2010年6月9日(水)「しんぶん赤旗」
CICA(アジア相互協力信頼醸成措置会議)首脳会合始まる
ガザ封鎖解除の時だ
トルコ首相、イスラエル非難
【カイロ=松本眞志】トルコのイスタンブールで7日、2日間の日程でアジア相互協力信頼醸成措置会議(CICA)の首脳会合が始まりました。イスラエル海軍によるパレスチナ支援船襲撃・拿捕(だほ)事件への対応、パレスチナ自治区ガザ地区封鎖の解除問題が焦点です。

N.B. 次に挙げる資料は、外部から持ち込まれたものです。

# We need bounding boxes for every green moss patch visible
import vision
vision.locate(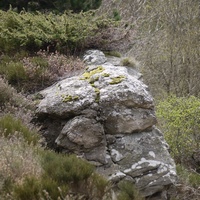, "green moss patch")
[102,73,110,77]
[80,66,105,82]
[61,95,79,102]
[110,75,126,85]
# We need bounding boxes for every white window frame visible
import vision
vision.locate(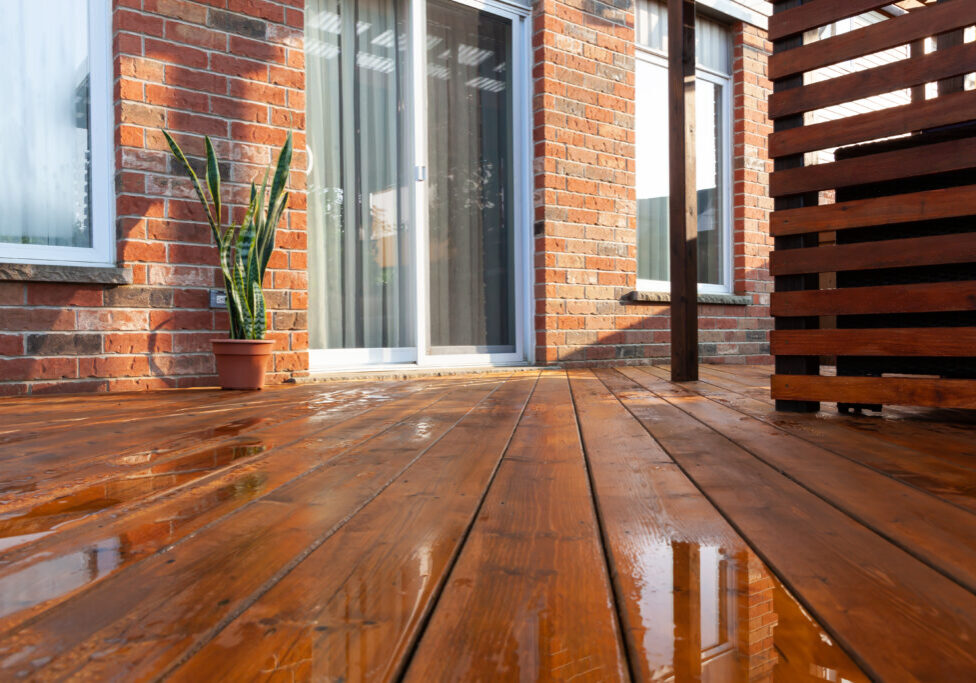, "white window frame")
[0,0,115,266]
[309,0,535,372]
[635,43,735,294]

会合にはロシアを含むアジア諸国や中東の加盟国代表が参加。イスラエルは閣僚級代表ではなく、トルコ駐在総領事が出席しました。
トルコのエルドアン首相は7日のシリアのアサド大統領との共同会見で、「ガザ封鎖解除のときがきた。世界のいかなる場所にも“露天刑務所”は望まない」と発言。事件の犠牲者に対する補償と国際法に基づくイスラエルの処分を要求しました。イスラエル側が主張する民間支援団体メンバーとテロリストの関係については、「まったくのでっち上げだ」と退けました。
アサド氏も「流されたトルコ人の血はアラブ人の血と違わない。二つの民族の結束はガザ封鎖を終結させるだろう」と語りました。
会合に参加したアフガニスタン、アゼルバイジャン、イラン、パキスタン、カタール、パレスチナなどの各国・地域代表も相次いでトルコへの支援を表明。アラブ連盟は9日にトルコ側とこの問題について話し合うとしています。
トルコ側は今回の会合でイスラエル非難の宣言を求めているとされますが、イスラエルを含む加盟国による全会一致が原則であるため、採択が困難との指摘もあります。
アジア相互協力信頼醸成措置会議(CICA) カザフスタンが1992年に呼びかけ、2002年の首脳会議で正式に発足した平和と安定のための協力をめざす地域機構。現在、アジアと中東の総人口の90%を占める21カ国が加盟(日本を含む6カ国がオブザーバー)。各国の主権尊重、基本的人権の尊重、世界的に認められた国際的安全保障を原則に、加盟国間の紛争については解決のための「空気を醸成する」ことを基本としています。